COURT HOUSE — The Cape May County Herald’s Feb. 3 story about Cape Regional Medical Center’s Medical Staff’s election, with remarks by a cardiologist who lost the vice president’s race, was reviewed by a retired executive editor of the Hunterdon Democrat newspaper for fairness and accuracy after the medical center’s officials complained.
“The medical center’s complaint is a fair one,” wrote Jay Langley, retired executive editor of Hunterdon Democrat.
This newspaper initiated review after Cape Regional Medical Center officials objected to the tenor of the page one story. The Herald sought a peer review by the New Jersey Press Association.
The review was done by Langley on Feb. 24.
“A good local newspaper’s most important job is to be seen as honest, accurate, thorough, tough when it must be, but FAIR about all things. It must conduct itself so that people will WANT to deal with it, will WANT to believe in it and will WANT to appear in it,” he wrote.
“So even if this article were completely accurate, thorough and well-crafted, which it is not, this newspaper has a problem,” he continued.
“Journalists are used to thinking along the lines of the legal aphorism: ‘Truth is a defense.’ But in this context, the bald truth is not a defense.
“The bald truth that a disgruntled doctor made some off-the-cuff accusations to a reporter does not have equal journalistic footing with a trusted local institution’s considered policies, and that institution’s many years of service to the community.

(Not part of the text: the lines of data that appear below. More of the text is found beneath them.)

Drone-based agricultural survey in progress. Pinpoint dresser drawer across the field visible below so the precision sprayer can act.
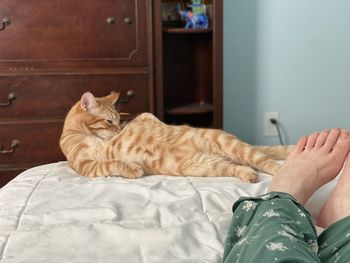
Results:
[0,120,65,168]
[0,0,151,68]
[0,74,150,119]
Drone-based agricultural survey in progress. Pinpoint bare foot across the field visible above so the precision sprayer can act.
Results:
[268,129,350,204]
[317,154,350,228]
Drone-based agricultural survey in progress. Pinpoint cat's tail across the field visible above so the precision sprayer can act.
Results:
[254,145,294,160]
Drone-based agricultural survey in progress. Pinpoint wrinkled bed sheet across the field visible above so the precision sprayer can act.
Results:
[0,162,334,263]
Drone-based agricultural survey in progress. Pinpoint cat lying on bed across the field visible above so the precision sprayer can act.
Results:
[60,92,291,182]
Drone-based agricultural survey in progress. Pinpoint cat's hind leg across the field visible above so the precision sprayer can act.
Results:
[71,160,144,179]
[180,154,258,183]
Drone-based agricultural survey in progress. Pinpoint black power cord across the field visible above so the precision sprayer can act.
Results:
[270,118,284,145]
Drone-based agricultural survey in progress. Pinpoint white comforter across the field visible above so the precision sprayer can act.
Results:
[0,162,332,263]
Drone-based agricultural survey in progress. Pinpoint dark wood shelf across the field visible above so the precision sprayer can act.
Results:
[163,27,213,34]
[153,0,223,129]
[165,102,214,115]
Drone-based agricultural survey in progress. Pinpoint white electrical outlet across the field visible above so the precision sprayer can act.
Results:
[264,111,280,136]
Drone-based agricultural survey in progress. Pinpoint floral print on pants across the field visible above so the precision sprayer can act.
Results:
[223,192,350,263]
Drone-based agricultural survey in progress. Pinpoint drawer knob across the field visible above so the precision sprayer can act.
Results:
[118,89,135,103]
[0,140,19,154]
[124,17,132,25]
[0,92,16,107]
[106,16,115,25]
[0,17,11,31]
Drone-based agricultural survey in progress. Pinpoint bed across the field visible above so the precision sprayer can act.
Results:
[0,162,335,263]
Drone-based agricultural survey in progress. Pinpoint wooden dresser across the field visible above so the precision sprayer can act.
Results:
[0,0,154,185]
[0,0,222,187]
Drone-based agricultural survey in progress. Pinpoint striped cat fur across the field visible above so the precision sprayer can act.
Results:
[60,92,292,182]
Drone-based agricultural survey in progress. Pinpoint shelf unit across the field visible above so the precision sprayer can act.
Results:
[154,0,223,128]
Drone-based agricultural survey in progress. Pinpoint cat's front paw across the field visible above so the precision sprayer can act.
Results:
[124,163,144,179]
[237,165,258,183]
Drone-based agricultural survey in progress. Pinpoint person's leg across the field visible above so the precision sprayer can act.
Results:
[224,129,350,263]
[317,155,350,263]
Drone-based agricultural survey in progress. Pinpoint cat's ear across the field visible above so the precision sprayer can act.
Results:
[80,92,96,111]
[107,91,120,105]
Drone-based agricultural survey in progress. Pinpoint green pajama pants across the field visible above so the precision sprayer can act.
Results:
[223,192,350,263]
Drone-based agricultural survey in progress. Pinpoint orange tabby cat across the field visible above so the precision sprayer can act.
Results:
[60,92,291,182]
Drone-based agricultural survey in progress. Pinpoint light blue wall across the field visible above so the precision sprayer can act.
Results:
[224,0,350,145]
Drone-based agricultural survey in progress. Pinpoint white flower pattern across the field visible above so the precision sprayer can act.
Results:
[242,201,258,212]
[224,194,350,262]
[262,209,280,217]
[265,242,288,251]
[235,226,247,237]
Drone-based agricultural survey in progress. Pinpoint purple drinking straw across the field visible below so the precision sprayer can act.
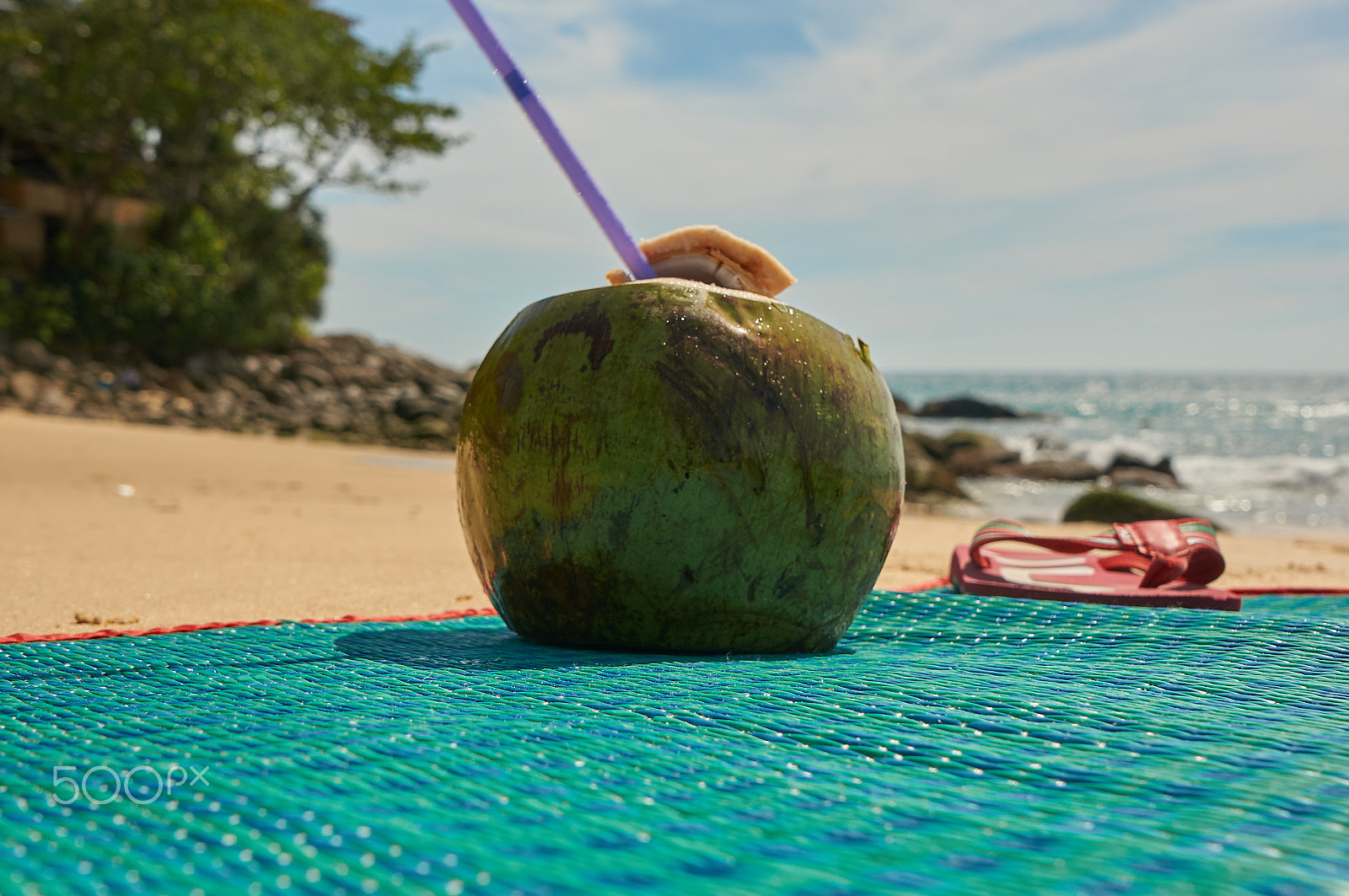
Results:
[449,0,656,279]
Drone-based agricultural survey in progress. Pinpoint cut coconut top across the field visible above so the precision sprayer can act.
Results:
[605,224,796,297]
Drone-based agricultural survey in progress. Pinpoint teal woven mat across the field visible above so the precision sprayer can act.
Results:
[0,590,1349,896]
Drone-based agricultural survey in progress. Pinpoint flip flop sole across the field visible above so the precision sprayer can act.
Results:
[951,545,1241,610]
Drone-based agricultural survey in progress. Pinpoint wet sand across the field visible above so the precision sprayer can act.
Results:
[0,411,1349,634]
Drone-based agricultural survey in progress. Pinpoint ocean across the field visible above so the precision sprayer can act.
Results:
[885,373,1349,534]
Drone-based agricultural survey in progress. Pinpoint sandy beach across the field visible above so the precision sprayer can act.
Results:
[8,411,1349,634]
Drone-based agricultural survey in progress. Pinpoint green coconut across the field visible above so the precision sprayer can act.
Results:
[457,279,904,653]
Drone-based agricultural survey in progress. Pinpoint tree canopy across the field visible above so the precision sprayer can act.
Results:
[0,0,456,357]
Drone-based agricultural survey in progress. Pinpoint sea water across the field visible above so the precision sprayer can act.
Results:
[885,373,1349,532]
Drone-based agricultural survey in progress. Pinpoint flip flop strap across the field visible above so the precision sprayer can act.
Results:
[1115,519,1226,588]
[970,519,1225,588]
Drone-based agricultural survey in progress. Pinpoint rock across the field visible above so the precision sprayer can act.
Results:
[1063,489,1190,523]
[942,429,1021,476]
[220,373,252,398]
[413,417,452,438]
[9,370,46,407]
[904,433,969,503]
[1007,458,1101,482]
[313,405,351,432]
[1106,467,1180,489]
[380,414,413,444]
[917,395,1021,420]
[32,382,76,414]
[0,336,472,449]
[201,389,238,422]
[292,363,336,387]
[1104,455,1176,480]
[9,339,52,373]
[394,397,440,421]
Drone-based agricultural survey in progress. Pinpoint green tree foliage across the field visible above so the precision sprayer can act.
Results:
[0,0,454,359]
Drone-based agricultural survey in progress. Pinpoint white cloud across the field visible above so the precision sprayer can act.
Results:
[313,0,1349,367]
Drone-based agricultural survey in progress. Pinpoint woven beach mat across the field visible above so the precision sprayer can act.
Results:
[0,588,1349,896]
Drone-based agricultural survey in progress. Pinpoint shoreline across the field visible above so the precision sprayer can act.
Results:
[0,410,1349,637]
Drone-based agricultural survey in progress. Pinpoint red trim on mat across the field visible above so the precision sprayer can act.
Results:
[0,607,497,644]
[1228,588,1349,598]
[899,577,951,593]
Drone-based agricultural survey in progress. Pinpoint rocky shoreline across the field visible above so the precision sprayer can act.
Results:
[0,336,474,451]
[0,335,1178,505]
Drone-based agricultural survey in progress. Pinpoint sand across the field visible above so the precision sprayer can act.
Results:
[0,411,1349,634]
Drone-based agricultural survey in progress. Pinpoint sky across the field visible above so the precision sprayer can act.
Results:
[317,0,1349,373]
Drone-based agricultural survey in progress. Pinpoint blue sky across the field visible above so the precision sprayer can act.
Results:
[320,0,1349,371]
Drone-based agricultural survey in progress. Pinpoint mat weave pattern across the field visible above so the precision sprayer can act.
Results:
[0,588,1349,896]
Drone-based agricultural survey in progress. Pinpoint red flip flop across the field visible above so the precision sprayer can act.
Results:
[951,519,1241,610]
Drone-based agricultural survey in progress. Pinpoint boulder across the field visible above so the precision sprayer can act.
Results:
[917,395,1021,420]
[1063,489,1190,523]
[9,370,46,407]
[940,429,1021,476]
[904,433,969,503]
[1106,467,1180,489]
[9,339,52,373]
[1007,458,1101,482]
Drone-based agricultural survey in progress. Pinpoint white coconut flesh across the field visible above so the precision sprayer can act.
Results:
[607,224,796,297]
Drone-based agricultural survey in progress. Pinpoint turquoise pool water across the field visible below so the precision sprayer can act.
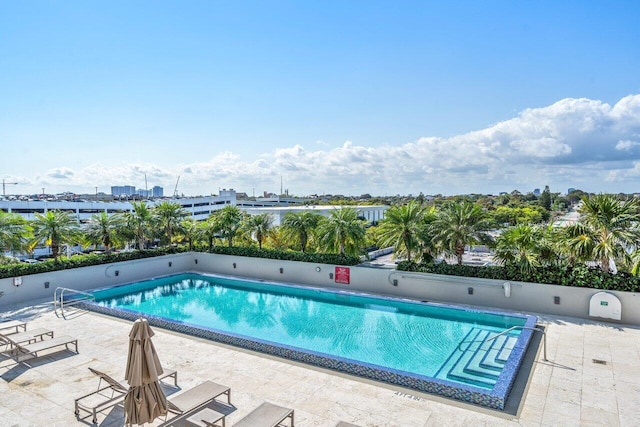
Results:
[94,274,527,389]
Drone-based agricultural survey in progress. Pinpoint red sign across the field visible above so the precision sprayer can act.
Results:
[335,267,351,285]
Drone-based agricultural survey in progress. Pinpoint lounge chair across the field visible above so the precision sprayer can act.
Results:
[234,402,294,427]
[167,381,231,415]
[74,368,178,424]
[4,335,78,362]
[0,320,27,333]
[0,328,53,344]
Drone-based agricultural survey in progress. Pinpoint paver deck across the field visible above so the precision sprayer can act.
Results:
[0,302,640,427]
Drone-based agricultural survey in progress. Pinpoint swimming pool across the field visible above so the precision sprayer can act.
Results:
[84,273,536,409]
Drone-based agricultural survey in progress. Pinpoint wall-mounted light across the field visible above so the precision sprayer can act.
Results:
[502,282,511,298]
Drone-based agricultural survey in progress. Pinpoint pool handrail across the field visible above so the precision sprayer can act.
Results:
[53,287,96,318]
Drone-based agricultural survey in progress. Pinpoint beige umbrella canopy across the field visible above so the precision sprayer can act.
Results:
[124,319,167,425]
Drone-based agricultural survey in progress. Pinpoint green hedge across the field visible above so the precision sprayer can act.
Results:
[397,261,640,292]
[211,246,360,265]
[0,247,186,279]
[0,246,360,279]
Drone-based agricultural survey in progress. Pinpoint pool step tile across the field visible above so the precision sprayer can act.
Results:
[496,337,518,363]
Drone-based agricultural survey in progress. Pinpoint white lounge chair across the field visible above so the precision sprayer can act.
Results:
[167,381,231,415]
[0,320,27,334]
[9,335,78,362]
[234,402,294,427]
[74,368,178,424]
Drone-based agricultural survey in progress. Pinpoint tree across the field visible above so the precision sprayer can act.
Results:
[540,185,551,211]
[0,211,30,258]
[178,217,200,251]
[83,212,123,254]
[379,201,425,262]
[433,200,490,265]
[213,206,244,247]
[245,213,273,249]
[318,207,365,255]
[197,214,220,250]
[153,200,187,245]
[494,224,558,272]
[31,210,80,261]
[567,194,640,272]
[280,211,322,252]
[124,202,153,250]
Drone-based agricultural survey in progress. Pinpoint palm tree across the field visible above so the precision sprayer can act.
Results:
[245,213,273,249]
[280,211,322,252]
[379,200,425,262]
[266,227,287,251]
[494,224,562,272]
[124,202,153,250]
[83,212,123,254]
[567,194,640,272]
[214,205,244,247]
[433,200,489,265]
[153,200,187,245]
[31,210,80,261]
[417,207,440,263]
[179,217,200,251]
[318,207,366,255]
[197,214,220,250]
[0,211,31,258]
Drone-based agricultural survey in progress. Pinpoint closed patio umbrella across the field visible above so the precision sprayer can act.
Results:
[124,319,167,425]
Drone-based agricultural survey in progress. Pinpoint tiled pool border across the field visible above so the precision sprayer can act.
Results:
[79,273,537,410]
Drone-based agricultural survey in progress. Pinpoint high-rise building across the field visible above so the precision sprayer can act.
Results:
[111,185,136,197]
[151,185,164,197]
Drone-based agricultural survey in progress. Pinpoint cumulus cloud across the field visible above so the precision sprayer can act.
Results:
[16,95,640,195]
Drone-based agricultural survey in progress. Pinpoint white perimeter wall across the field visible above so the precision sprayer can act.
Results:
[0,253,640,325]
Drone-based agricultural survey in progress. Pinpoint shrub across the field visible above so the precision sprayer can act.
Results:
[398,261,640,292]
[0,246,360,279]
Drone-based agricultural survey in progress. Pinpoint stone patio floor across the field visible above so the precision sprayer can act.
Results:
[0,301,640,427]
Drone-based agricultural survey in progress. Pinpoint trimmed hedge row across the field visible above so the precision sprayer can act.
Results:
[206,246,360,265]
[397,261,640,292]
[0,247,186,279]
[0,246,360,279]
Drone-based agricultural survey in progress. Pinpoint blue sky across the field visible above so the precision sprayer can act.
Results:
[0,1,640,195]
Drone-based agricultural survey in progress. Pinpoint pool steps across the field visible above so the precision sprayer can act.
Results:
[435,328,518,388]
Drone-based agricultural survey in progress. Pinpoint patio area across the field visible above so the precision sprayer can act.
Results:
[0,301,640,427]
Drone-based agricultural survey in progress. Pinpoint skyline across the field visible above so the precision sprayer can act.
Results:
[0,1,640,196]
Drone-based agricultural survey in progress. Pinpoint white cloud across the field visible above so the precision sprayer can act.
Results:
[11,95,640,195]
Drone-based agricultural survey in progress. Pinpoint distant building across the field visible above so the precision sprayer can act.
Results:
[111,185,138,197]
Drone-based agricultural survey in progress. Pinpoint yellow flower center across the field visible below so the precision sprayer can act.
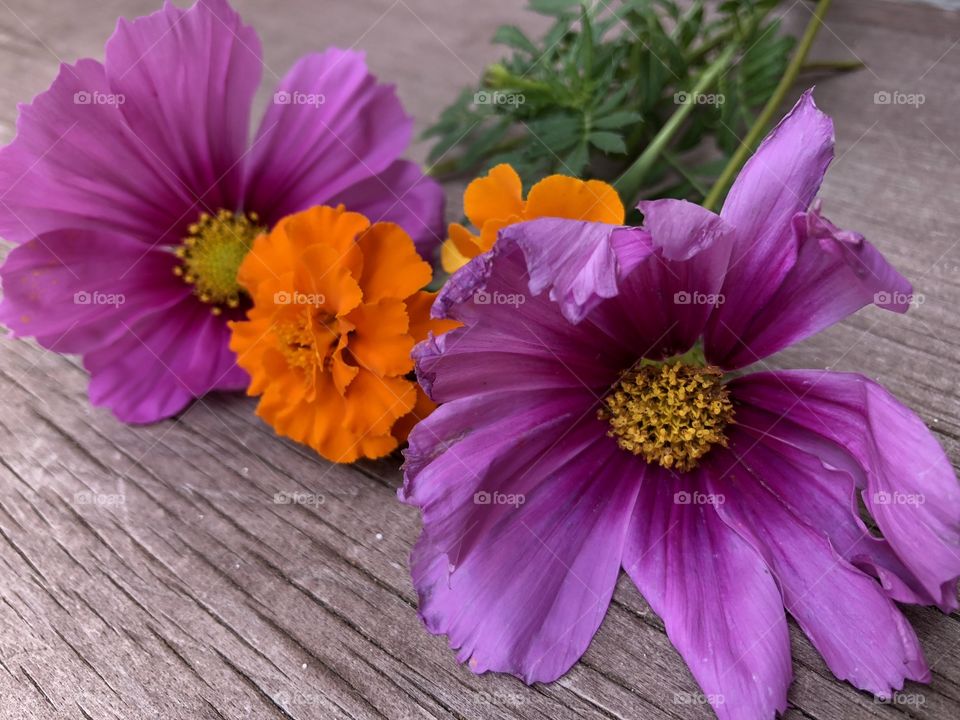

“Truth is usually nuanced. In this case, the reporter and the newspaper did not recognize that fact, and that is the gist of the medical center’s complaint. In the rush to get the story, write it and print it, too many nuances were ignored,” Langley wrote.
Remarks reported by Cardiologist Dr. Suketu Nanavati, who lost the election, “as it was done here was gratuitous; doing it without getting a responsible comment from the institution was so thoughtless as to be provocative,” Langley wrote.
Langley wrote that the complaint was a “fair one…It would hold no water in a court of law, but we’re not talking about a court of law. We’re talking about the court of public opinion. We’re talking about how these parties, the medical center’s staff and management, and the newspaper’s staff and management, will view one another, and deal with one another, next week and next month and next year.”
To avoid future situations similar to that, Langley advised that two separate stories be written. The first should report only the outcome of the election “and give the glad, bland comments of the winners and the administration.”
Such an article, he noted, “would not be the proper place to insert unanswered criticisms and snide innuendo by disgruntled Dr. Nanavati.” It could have simply ended with Nanavati’s quote, “I may have lost but democracy won.”
If his comments were deemed newsworthy, after consultation with editors, a second story could present Nanavati’s differing opinions that were “properly researched and properly balanced.”
“It could have been couched as a tutorial for the public on how the hospital is managed and governed,” Langley wrote.
Langley urged that the medical center and newspaper communicate even more in the future.
“Despite the reticence and hurt feelings of the moment, the best answer is not to write less about the medical center, but to write more, albeit with more care. It is time to increase the dialogue between the parties. Both sides must work hard now to keep the lines of communication open and to rebuild trust,” he continued.
“The aim here is not ‘payback.’ Nobody should expect, or offer, a ‘puff’’ piece to appease the medical center. The aim is to educate the public. Both parties can share that job,” he wrote.
“This will really go against conventional thinking. This would be an excellent time for the medical center to increase its advertising in the Herald. The rationale for this is that the medical center really needs to get its story out to the public by every means available, including both news AND educational advertising,” Langley wrote.
The Herald regrets publication of the Feb. 3 story, and will work diligently to ensure all future stories are fair and balanced.